Radiation is present in many aspects of everyday life. Today advanced imaging technologies give doctors an unparalleled ability to diagnose medical conditions. Nuclear medicine is also a critical part of our armoury against cancer.

The natural background level of radiation experienced by individuals varies considerably depending on the natural geology under their homes and on their lifestyle, including how often they fly.

Understanding the effects of radiation in terms of the dose received and the biological response of humans, animals and plants is important for many fields. For medical purposes it can lead to better targeted, safer procedures. It can ensure the most appropriate safety procedures for radiation protection of the general public. A current focus is improving understanding of the effects of low doses.
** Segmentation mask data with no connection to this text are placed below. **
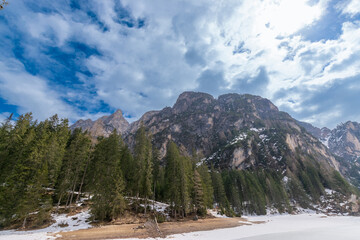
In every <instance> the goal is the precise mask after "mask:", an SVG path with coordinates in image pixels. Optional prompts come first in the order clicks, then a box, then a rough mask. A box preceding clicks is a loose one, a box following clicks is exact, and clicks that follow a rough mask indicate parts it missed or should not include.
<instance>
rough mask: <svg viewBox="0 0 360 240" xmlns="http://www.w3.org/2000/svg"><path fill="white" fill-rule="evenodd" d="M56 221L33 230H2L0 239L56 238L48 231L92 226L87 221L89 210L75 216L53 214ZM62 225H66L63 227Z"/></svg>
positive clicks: (55, 220) (48, 238)
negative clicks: (54, 222)
mask: <svg viewBox="0 0 360 240" xmlns="http://www.w3.org/2000/svg"><path fill="white" fill-rule="evenodd" d="M52 217H53V219H54V220H55V223H53V224H52V225H50V226H49V227H47V228H43V229H39V230H33V231H15V230H9V231H0V240H8V239H11V240H35V239H36V240H38V239H39V240H43V239H54V237H51V236H47V233H56V232H60V231H63V232H68V231H74V230H79V229H86V228H89V227H91V225H90V224H89V223H88V222H87V219H88V218H89V217H90V213H89V211H83V212H80V213H78V214H75V215H73V216H67V215H66V214H53V215H52ZM60 225H62V226H64V227H61V226H60Z"/></svg>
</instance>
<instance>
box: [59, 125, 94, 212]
mask: <svg viewBox="0 0 360 240" xmlns="http://www.w3.org/2000/svg"><path fill="white" fill-rule="evenodd" d="M90 149H91V139H90V137H89V136H88V134H87V133H86V132H85V133H83V132H82V130H81V129H75V130H74V131H73V133H72V134H71V137H70V139H69V141H68V144H67V147H66V151H65V155H64V158H63V162H62V167H61V174H60V175H59V177H58V182H57V188H56V192H57V195H58V205H59V204H60V203H61V200H62V199H63V198H64V197H65V196H67V198H66V199H67V200H66V206H69V205H71V203H72V202H73V198H74V192H75V191H78V192H79V194H78V197H79V195H80V193H81V191H82V188H83V184H84V179H85V174H86V171H87V167H88V164H89V160H90Z"/></svg>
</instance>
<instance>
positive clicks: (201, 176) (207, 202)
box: [197, 164, 214, 208]
mask: <svg viewBox="0 0 360 240" xmlns="http://www.w3.org/2000/svg"><path fill="white" fill-rule="evenodd" d="M197 171H198V173H199V174H200V177H201V181H202V185H203V186H202V188H203V192H204V205H205V207H206V208H212V207H213V203H214V189H213V185H212V181H211V175H210V173H209V168H208V167H207V166H206V165H205V164H201V165H200V166H199V167H198V168H197Z"/></svg>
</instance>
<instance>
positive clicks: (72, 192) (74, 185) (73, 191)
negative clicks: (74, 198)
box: [69, 181, 76, 206]
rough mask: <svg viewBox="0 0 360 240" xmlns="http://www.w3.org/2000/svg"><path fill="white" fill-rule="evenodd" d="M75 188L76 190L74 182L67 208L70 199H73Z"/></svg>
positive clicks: (75, 186)
mask: <svg viewBox="0 0 360 240" xmlns="http://www.w3.org/2000/svg"><path fill="white" fill-rule="evenodd" d="M75 188H76V181H75V182H74V186H73V189H72V191H71V198H70V203H69V206H71V204H72V199H73V197H74V192H75Z"/></svg>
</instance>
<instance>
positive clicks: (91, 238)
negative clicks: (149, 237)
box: [53, 218, 259, 240]
mask: <svg viewBox="0 0 360 240" xmlns="http://www.w3.org/2000/svg"><path fill="white" fill-rule="evenodd" d="M258 223H259V222H258ZM247 224H250V223H249V222H247V220H246V219H243V218H206V219H199V220H198V221H192V220H188V221H178V222H165V223H161V224H159V225H158V226H159V230H160V232H159V231H158V230H157V228H156V224H155V223H154V222H150V221H149V222H146V223H140V224H122V225H107V226H101V227H96V228H90V229H83V230H78V231H73V232H61V233H58V234H60V235H61V237H59V238H57V239H80V240H82V239H83V240H85V239H87V240H98V239H114V238H148V237H165V236H168V235H171V234H179V233H188V232H196V231H208V230H213V229H219V228H231V227H237V226H241V225H247ZM56 235H57V234H53V236H56ZM57 236H58V235H57Z"/></svg>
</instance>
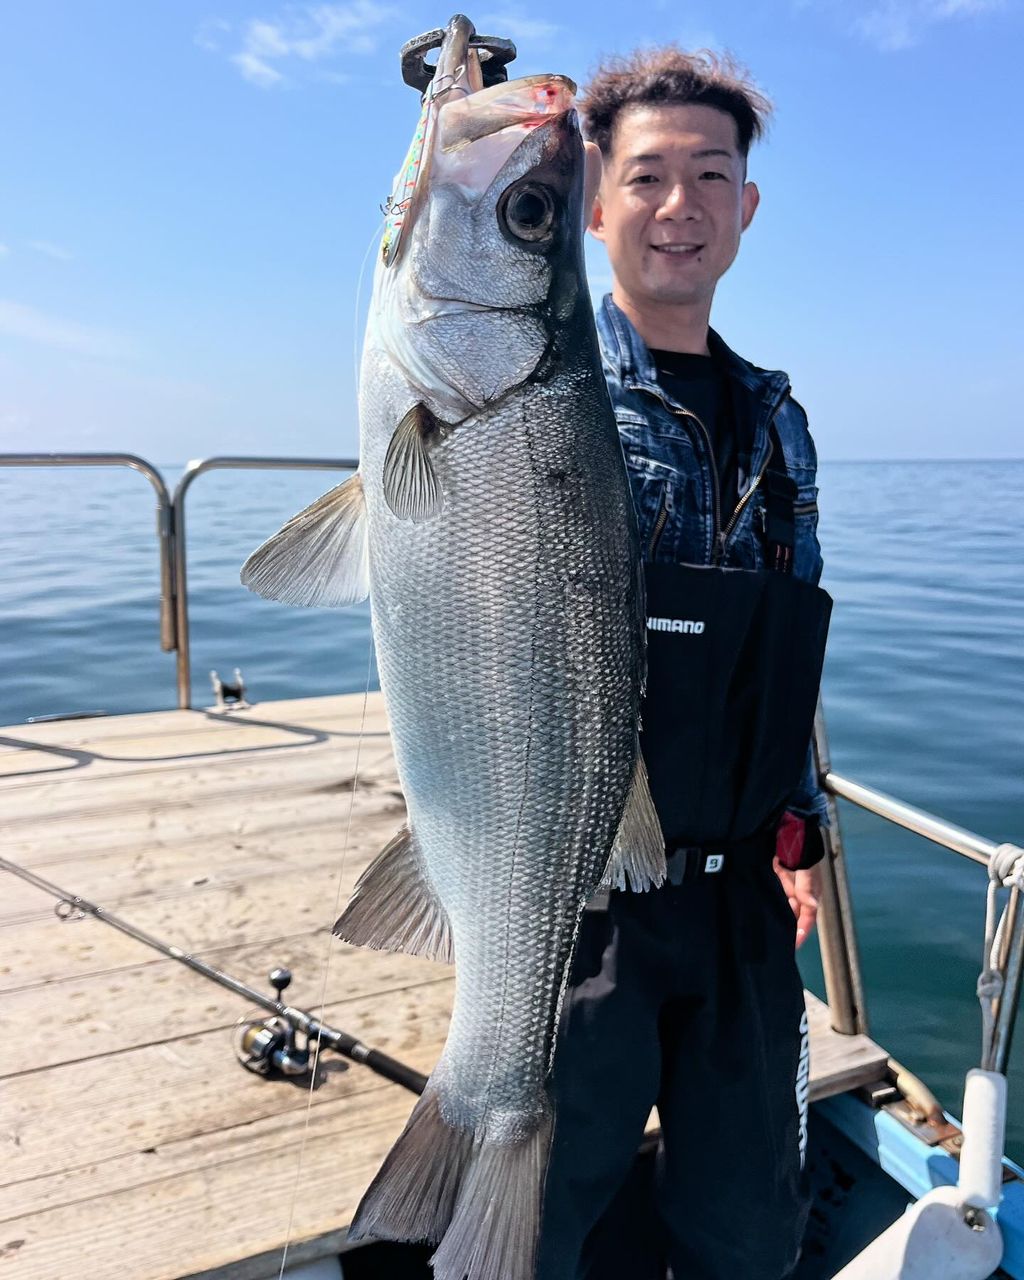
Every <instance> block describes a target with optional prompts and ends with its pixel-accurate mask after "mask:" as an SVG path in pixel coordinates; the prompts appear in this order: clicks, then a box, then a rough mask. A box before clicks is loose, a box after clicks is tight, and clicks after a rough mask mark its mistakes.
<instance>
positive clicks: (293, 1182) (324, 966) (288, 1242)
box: [278, 632, 374, 1280]
mask: <svg viewBox="0 0 1024 1280" xmlns="http://www.w3.org/2000/svg"><path fill="white" fill-rule="evenodd" d="M372 663H374V636H372V632H371V634H370V645H369V652H367V659H366V685H365V687H364V691H362V712H361V714H360V733H358V737H357V739H356V763H355V767H353V771H352V788H351V791H349V794H348V819H347V822H346V829H344V844H343V846H342V863H340V867H339V869H338V888H337V891H335V893H334V913H333V914H332V924H333V923H334V920H337V919H338V915H339V914H340V911H339V908H340V901H342V884H343V882H344V864H346V858H347V856H348V845H349V840H351V836H352V815H353V810H355V808H356V787H357V785H358V777H360V754H361V751H362V739H364V732H365V728H366V708H367V703H369V700H370V673H371V671H372ZM333 951H334V933H333V931H332V927H330V925H328V948H326V955H325V956H324V982H323V986H321V988H320V1006H319V1016H320V1020H321V1021H323V1019H324V1014H325V1011H326V998H328V979H329V977H330V957H332V954H333ZM319 1065H320V1038H319V1037H317V1039H316V1043H315V1044H314V1051H312V1062H311V1064H310V1088H308V1091H307V1093H306V1117H305V1120H303V1123H302V1137H301V1138H300V1143H298V1160H297V1162H296V1176H294V1180H293V1183H292V1196H291V1202H289V1204H288V1226H287V1229H285V1233H284V1249H283V1251H282V1258H280V1270H279V1271H278V1280H283V1276H284V1267H285V1265H287V1262H288V1249H289V1248H291V1244H292V1226H293V1224H294V1215H296V1201H297V1199H298V1184H300V1179H301V1178H302V1157H303V1156H305V1153H306V1138H307V1137H308V1132H310V1114H311V1111H312V1094H314V1088H315V1085H316V1071H317V1068H319Z"/></svg>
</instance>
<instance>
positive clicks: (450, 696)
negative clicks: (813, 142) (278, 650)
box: [243, 17, 664, 1280]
The research also forms the basis of emergency response procedures by modelling the processes by which radiation moves through the environment.

Integrating ecosystems

The effects of ionising radiation on animals, plants and whole ecosystems are being assessed by the ERICA project. It aims to provide an integrated approach to assessment and management of environmental risk from ionising contaminants.
http://www.erica-project.org

Safety, safety, safety

Safety is paramount. Ensuring safety is a priority goal of the Euratom research programme.This covers all aspects of society’s interaction with ionising radiation and nuclear technologies.

The safety record of the European nuclear industry is extremely high both in terms of the operation of nuclear plants and the management of radioactive waste. Euratom research is helping to understand the important scientific issues for safety, whether in the operation of today’s power plants, the management of radioactive waste, or the development of future reactors.

A significant part of the Euratom programme is developing and demonstrating a safe permanent solution to disposal of high-level radioactive waste. This is a key issue for both industry and society alike.

Ionising radiation is used in many medical therapies – in particular for cancer treatment – and in diagnostic X-ray techniques such as radiography, fluoroscopy or computer tomography. It is used in industrial practices, and naturally occurring radioactive sources, such as radon gas, can be found in many homes. Euratom research is working to improve understanding of all aspects of radiation safety.